Symptoms of hypoglycemia, like difficulty in speaking, drowsiness, disorientation or difficulty walking, are similar to those of being intoxicated. Hypoglycemia unawareness, the inability to detect when blood sugar levels have dropped dangerously low, can make drinking even more dangerous. Hypoglycemia might strike hours after your last alcoholic beverage, particular if you’ve been exercising. 

When a diabetic suffers from hypoglycemia (low blood sugar) but fails to notice the symptoms, this is known as hypoglycemia unawareness.

Diabetes patients who use insulin to control their blood sugar are most likely to suffer from hypoglycemic episodes. They rarely experience drops in blood sugar because of the medications. Though their blood sugar levels are more likely to be high than low, people with type 2 diabetes who are taking medication may still be vulnerable to hypoglycemia ignorance. Hypoglycemia in type 1 diabetes can’t be treated with glucagon kits if the person has alcohol in their system. This issue can be remedied by consuming food. 


Here are some of the precautions you can take if you have diabetes and are an alcoholic – 

  • Be aware of the signs and symptoms of hypoglycemia (low blood sugar) and tell others. In the event of a medical emergency, the people around you need to know that this is not a sign of intoxication.
  • Wearing a medical ID bracelet is a good idea whenever possible.
  • Keep a source of carbohydrates, like glucose tablets, on you at all times.
  • Do more frequent blood sugar checks. Alcohol can impair your ability to detect low blood sugar symptoms.
  • Carry your medicines with you all the time. If you have run out of medicines, you can order diabetes medication online within your set time frame.  
  • Glucagon injections may not raise blood sugar effectively in cases of severe low blood sugar, because the glucagon hormone stimulates the liver to release glucose – and alcohol inhibits that process.
  • Low blood sugar is more likely if you exercise and drink alcohol at the same time. Check your blood sugar more frequently because exercise lowers blood sugar levels.
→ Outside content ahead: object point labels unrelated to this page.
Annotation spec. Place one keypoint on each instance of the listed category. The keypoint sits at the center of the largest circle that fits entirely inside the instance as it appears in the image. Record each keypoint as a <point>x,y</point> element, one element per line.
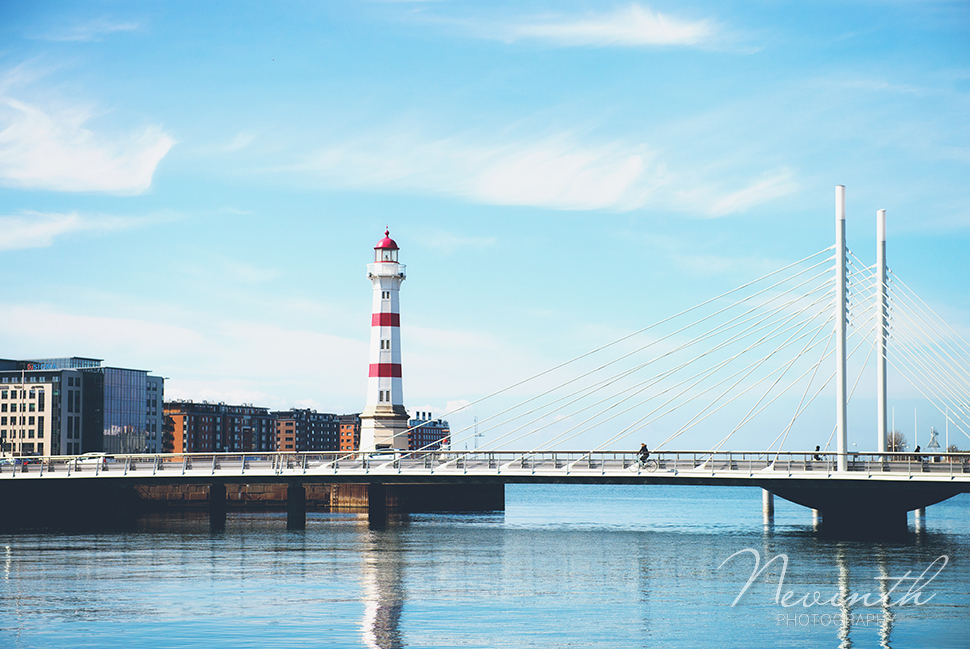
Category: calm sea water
<point>564,566</point>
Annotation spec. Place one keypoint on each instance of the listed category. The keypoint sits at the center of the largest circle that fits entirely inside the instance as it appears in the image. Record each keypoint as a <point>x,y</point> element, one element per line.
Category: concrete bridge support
<point>376,504</point>
<point>295,506</point>
<point>854,509</point>
<point>767,506</point>
<point>217,507</point>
Preventing hypoglycemia may necessitate a carbohydrate snack.

Final Take Away

Diabetic blood sugar management and the risk of impotence, neuropathy, and perhaps retinopathy is impacted by moderate alcohol usage. At the same time, moderate alcohol use has been linked to a lower incidence of heart attacks and death due to cardiovascular disease.
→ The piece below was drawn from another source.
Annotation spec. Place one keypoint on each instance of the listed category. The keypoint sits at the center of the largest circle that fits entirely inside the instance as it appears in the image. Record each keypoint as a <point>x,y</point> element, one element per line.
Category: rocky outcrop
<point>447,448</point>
Drinking more than 10 to 12 drinks a day might lead to hypertriglyceridemia and ketoacidosis in diabetics. Furthermore, substantial drinking during a fast might result in hypoglycemia, which raises the mortality risk for diabetics due to factors other than cardiovascular disease.

In the case of diabetics, there is no common guideline for how to properly consume alcohol. Get help from your doctor if you’re struggling with alcoholism. 

Don’t believe in the rumours regarding particular alcohol consumption and diabetes benefits without proper verification with your doctor.